Treatment facilities in Virginia would be willing to pay for the nutrient stripping that goes on in wastewater algae ponds because it is akin to a final scrubbing of the water before it is discharged. This helps the facilities avoid more expensive treatment upgrades to meet ever stricter discharge regulations. Also, Virginia is considering a program that would award valuable credits to entities whose discharges are cleaner than regulations require.

Therefore, the total product of the algal farm would be 1) a renewable biodiesel fuel that would be produced locally for local use at prices competitive with fossil fuels, 2) fuel that would result in carbon emissions lower than those for fossil fuels, with the aim of producing a zero net carbon emissions fuel, 3) cleaner discharges into Virginia waters and 4) marketable credits for removal of nutrients and carbon dioxide from discharges and emissions.

Also, alternative fuels made from algae have an edge on fuels made from food crops. For instance, the push to produce ethanol from corn or other food plants has brought about the destruction of forests, the plowing under of grasslands, pollution from fertilizers and the escalation of food costs around the world. Also, an acre of corn can produce only about 300 gallons of ethanol, compared to 3,000 gallons of biodiesel from a 1-acre algae pond.

Open algae ponds have been tried in the past to provide biomass to biodiesel fuel projects, but they have been stymied by inefficiencies, including problems with keeping the oil-rich, good algae in the ponds from being overwhelmed by less productive invasive species. To counter this problem, the ODU researchers have installed 30 covered algae-growing tanks, each holding 500 gallons, along the length of the completed pond. Algae-rich water from these tanks will seed the pond, and it can also be used to fight invasive species.

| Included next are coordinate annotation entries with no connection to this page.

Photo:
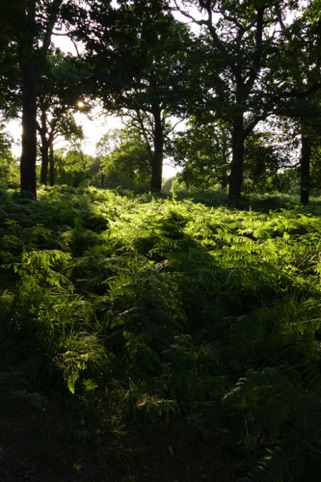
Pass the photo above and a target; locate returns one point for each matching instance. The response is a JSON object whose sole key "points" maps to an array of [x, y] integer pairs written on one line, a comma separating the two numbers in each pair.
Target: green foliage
{"points": [[128, 162], [152, 311]]}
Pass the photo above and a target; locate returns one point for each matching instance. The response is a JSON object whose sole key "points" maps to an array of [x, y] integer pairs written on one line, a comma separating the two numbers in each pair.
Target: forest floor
{"points": [[36, 446]]}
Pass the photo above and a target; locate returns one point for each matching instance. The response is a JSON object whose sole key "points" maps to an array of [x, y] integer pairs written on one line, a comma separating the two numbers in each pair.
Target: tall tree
{"points": [[139, 55], [59, 93], [240, 40], [31, 24]]}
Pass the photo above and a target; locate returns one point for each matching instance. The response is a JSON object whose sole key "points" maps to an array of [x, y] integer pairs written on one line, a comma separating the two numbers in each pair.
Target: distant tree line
{"points": [[243, 77]]}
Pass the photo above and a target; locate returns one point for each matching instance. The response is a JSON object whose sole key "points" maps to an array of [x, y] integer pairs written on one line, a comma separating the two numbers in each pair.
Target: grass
{"points": [[169, 338]]}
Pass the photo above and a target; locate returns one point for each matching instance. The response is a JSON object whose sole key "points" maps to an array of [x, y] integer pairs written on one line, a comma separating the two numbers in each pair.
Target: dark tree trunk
{"points": [[29, 129], [305, 169], [51, 164], [236, 175], [44, 161], [158, 154]]}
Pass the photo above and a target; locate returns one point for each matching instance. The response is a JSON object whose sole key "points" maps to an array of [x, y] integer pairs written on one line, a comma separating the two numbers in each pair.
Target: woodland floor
{"points": [[37, 447]]}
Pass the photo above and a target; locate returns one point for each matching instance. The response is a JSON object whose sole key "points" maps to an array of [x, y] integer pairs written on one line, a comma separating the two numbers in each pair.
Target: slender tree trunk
{"points": [[44, 161], [51, 164], [158, 154], [305, 169], [29, 129], [236, 175]]}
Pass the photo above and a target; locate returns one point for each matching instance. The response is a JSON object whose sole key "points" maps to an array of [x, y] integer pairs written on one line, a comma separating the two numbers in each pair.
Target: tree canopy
{"points": [[245, 62]]}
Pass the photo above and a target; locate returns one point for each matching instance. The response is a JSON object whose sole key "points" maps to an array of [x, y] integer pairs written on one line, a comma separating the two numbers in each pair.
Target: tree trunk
{"points": [[29, 129], [51, 164], [236, 175], [44, 161], [305, 169], [158, 154]]}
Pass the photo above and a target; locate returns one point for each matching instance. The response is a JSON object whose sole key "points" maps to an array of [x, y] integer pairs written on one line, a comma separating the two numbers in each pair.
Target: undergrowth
{"points": [[145, 312]]}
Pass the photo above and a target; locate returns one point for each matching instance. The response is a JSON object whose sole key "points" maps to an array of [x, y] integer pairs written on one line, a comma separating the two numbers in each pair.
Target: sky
{"points": [[93, 128]]}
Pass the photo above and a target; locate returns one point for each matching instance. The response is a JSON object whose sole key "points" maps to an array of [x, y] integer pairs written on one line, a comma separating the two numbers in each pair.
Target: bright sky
{"points": [[93, 129]]}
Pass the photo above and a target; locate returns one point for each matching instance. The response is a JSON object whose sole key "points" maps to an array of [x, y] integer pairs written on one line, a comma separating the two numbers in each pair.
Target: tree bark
{"points": [[236, 174], [51, 164], [305, 169], [29, 129], [158, 154]]}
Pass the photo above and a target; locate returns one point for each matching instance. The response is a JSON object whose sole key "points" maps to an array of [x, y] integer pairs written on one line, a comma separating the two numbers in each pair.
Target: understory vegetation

"Right now, the plan is to keep pure strains in the tanks and dump those into the raceways to overwhelm any unwanted algae," Hatcher explained. "The best solution seems to be to keep hitting invasive species with infusions of what we have in the tanks." A major consideration of this pilot algae-pond project, he said, is "keeping track of our algae."

Other questions the pilot project needs to answer include:

• How many months of the year will algae grow in a pond in central Virginia? Too much heat and too much cold can diminish algae productivity, so Hatcher expects that mid-summer and mid-winter weeks may present problems. Sprouse is devising a wood-fired boiler to heat water in the winter for the pilot ponds. Carbon dioxide emissions from the boiler would be pumped into the water so algae can consume the carbon, maintaining the low-carbon-footprint of the project.

• What is the most efficient way to harvest the algae? Hand harvesting with fine nets is possible, but tedious. Hatcher said the harvest will be easier once a dissolved air flotation system is installed. The DAF concept involves the release of compressed air at the pond's bottom, which creates very fine bubbles that lift the algae to the surface where a skimmer can accomplish the harvest.

A trailer at the site houses a centrifuge that will separate the oily mass of the algae from water, as well as the converter that turns the biomass into a brown liquid that looks similar to crude oil.

Other than Hatcher, ODU faculty members involved in the VCERC algae-to-biodiesel project include Margaret Mulholland, Harold Marshall, Andrew Gordon and Aron Stubbins from the College of Sciences and Gary Schafran, Han Bao and Robert Ash from the Frank Batten College of Engineering and Technology.